La fête dura trois jours. Il y eut pour les seigneurs comédie et danses, et pour la nation gasconne éparse dans la plaine de Pau vastes mangeailles et cavalcades martiales, en morions et jupes de fer, de tous les hommes d’armes du pays. Le soir de la troisième journée, le prince de Navarre, suivi de sa nombreuse maison, se montra aux foules vêtu à la Béarnaise du sayon pyrénéen, sans atour qu’une fleur de lis au béret. Huit violons et hautbois, deux tambourins et une flûte longue célébraient à ses côtés, en grand bruit, la « Marche de Marignan ». Derrière, quatre paysannelles apportaient l’épée florentine, aux quillons courbes, au pommeau noir, horizontalement étendue, et quatre malmouchés de cinq ans, ajustés de brides fleuries, entouraient l’onagre que le roi son père conduisait. En ce bel ordre, la procession s’arrêta. Aux acclamations rouges de dix mille Gascons enthousiasmés, devant les larmes des femmes et le soleil, le premier paysan, pieds nus et les mains terreuses, présenta au cheval du prince l’avoine de son pauvre champ, et l’onagre, le cou penché, l’avala jusqu’au dernier grain. Les hautbois et la flûte longue chantaient toujours. L’enfant, sans étriers, sauta sur sa bête, et on vit s’approcher le second paysan, le vigneron de misère.

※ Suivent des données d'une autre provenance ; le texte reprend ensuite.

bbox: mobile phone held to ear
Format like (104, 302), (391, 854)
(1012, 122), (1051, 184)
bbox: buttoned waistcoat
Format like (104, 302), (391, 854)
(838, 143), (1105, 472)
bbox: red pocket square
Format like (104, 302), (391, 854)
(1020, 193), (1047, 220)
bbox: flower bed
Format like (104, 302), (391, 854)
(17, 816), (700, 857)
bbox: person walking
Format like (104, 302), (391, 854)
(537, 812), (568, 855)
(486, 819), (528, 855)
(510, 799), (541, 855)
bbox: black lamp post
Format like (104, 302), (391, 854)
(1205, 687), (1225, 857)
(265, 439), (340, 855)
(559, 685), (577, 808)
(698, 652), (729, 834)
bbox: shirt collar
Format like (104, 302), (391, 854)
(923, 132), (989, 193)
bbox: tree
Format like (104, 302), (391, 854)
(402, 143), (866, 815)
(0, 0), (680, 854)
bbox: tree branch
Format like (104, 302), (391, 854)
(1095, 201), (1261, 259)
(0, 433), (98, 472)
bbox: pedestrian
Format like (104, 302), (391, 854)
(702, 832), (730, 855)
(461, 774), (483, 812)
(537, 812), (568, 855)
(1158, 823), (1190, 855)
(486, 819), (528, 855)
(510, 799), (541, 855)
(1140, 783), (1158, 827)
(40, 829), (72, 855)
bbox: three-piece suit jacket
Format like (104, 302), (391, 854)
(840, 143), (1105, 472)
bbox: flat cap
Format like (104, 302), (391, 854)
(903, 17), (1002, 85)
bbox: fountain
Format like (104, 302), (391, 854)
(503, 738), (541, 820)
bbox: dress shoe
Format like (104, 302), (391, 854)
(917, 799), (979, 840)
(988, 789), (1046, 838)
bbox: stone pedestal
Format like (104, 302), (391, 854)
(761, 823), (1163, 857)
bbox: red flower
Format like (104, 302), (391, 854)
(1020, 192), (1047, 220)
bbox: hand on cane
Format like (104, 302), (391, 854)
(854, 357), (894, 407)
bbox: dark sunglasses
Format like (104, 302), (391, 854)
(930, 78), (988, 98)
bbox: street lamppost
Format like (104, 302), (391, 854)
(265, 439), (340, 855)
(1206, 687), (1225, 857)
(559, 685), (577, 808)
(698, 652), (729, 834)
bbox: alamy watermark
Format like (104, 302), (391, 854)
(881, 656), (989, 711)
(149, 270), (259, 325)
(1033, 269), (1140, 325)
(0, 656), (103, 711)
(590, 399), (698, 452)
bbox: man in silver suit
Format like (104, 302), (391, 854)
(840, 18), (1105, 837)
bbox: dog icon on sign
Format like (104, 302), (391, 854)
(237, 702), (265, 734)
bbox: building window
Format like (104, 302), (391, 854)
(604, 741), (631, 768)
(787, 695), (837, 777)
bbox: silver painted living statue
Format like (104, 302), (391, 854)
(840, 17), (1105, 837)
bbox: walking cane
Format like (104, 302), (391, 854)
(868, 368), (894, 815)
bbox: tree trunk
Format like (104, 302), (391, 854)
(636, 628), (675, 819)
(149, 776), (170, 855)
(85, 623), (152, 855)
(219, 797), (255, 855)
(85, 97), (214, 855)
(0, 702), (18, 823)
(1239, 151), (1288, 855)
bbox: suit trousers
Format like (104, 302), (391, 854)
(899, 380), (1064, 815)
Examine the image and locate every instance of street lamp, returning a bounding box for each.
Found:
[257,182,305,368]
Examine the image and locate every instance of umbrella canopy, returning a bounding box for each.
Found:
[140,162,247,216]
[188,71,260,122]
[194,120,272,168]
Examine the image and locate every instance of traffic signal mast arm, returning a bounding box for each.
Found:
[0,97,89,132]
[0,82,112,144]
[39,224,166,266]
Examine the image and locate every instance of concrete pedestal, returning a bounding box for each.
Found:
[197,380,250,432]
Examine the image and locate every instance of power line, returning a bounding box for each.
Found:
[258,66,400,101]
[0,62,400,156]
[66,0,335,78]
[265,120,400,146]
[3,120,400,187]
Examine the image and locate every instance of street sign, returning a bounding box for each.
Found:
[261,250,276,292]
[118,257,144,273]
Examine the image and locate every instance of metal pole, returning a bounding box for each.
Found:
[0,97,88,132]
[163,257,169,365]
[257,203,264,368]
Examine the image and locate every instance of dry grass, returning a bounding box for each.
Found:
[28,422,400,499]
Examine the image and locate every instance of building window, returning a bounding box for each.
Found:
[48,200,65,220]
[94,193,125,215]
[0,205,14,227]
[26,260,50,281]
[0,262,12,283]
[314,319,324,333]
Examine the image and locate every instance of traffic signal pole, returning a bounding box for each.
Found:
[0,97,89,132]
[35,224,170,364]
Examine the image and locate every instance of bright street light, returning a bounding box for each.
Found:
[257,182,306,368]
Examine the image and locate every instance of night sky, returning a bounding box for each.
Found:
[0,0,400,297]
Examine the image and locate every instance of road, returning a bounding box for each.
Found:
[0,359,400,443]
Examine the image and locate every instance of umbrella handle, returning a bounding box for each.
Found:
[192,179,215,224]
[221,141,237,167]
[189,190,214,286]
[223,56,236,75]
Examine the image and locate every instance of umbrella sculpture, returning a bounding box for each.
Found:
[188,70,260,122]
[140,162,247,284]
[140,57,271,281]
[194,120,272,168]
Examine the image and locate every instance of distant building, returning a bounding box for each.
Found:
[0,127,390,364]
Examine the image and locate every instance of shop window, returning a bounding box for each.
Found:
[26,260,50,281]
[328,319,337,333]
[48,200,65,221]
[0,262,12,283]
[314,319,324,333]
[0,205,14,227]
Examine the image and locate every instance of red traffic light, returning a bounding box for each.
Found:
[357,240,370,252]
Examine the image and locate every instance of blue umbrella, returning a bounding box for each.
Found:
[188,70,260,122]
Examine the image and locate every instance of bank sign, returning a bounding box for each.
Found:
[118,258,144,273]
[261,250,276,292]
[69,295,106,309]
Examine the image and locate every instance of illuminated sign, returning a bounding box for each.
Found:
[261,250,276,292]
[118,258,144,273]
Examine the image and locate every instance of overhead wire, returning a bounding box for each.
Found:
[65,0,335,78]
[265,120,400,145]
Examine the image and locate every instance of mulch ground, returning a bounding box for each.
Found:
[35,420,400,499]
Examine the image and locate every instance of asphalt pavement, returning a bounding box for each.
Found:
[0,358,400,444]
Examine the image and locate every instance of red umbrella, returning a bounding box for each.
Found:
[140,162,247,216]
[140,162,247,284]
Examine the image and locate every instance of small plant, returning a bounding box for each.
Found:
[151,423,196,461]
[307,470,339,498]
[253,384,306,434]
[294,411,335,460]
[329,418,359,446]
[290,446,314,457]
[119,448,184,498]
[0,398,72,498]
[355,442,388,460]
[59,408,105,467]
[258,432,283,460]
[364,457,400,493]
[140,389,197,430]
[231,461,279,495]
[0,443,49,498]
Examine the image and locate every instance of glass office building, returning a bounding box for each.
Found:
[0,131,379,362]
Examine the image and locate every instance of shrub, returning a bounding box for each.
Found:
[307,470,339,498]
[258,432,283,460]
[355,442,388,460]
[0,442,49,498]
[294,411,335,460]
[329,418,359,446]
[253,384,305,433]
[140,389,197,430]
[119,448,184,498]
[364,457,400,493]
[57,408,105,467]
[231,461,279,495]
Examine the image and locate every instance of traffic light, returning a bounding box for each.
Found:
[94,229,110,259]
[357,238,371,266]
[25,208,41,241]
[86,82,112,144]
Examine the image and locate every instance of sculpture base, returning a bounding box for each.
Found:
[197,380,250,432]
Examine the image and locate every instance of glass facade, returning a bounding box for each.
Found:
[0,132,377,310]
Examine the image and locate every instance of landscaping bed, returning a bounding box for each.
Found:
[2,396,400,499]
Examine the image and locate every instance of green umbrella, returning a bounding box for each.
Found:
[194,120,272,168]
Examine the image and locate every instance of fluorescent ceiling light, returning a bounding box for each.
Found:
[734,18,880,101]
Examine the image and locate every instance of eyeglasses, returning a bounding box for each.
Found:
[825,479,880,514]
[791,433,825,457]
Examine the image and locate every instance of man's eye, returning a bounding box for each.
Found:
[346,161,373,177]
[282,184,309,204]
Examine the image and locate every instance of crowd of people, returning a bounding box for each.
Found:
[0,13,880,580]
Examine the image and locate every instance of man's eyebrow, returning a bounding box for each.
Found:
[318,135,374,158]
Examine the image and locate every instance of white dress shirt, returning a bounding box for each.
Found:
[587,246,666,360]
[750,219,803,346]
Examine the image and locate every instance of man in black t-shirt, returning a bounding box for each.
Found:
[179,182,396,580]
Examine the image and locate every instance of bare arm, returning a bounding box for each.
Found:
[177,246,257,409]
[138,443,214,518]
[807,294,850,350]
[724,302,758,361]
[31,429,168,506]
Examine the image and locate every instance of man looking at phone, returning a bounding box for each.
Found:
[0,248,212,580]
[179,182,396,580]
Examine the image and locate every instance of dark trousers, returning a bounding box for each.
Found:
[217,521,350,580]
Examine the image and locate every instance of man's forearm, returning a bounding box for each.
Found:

Alors, tandis que les musiques passionnaient en force, que les vieux soldats levaient leurs guidons, et que les femmes, à corbeilles, semaient des roses, un orage de voix patoises jaillit de la foule émue, s’arracha des gorges, monta, éclata dans l’air en tourbillons d’aigles, et vingt mille yeux noirs, brouillés et luisants de pleurs, observèrent de loin le prince… Lentement, avec joliesse et noblesse, répétant signe à signe la leçon sacrée, l’enfant prit l’épée neuve, la plongea dans le broc de vin, l’en retira ruisselante, — l’éleva d’abord vers le peuple, puis vers l’armée, ensuite vers les dames, assurant ainsi à la foule, par ces gracieuses images, qu’ils venaient de faire un pacte commun, de maisonnée, qui l’obligeait comme roi futur, par le galop et le glaive, à donner la justice aux âmes, l’ordre aux villes, la paix aux champs, et de rendre au peuple, en centuple, les vendanges et les moissons dont il avait reçu l’hommage. Le soleil tomba sur ce dernier geste, l’enfant remit l’épée au fourreau ; — et après ce coup, saluant le roi et la reine qui sourirent, émancipé par ces symboles, un tison dans l’œil et bravant en selle plus que dix-huit, il partit avec les gendarmes pour faire le tour de sa Gascogne.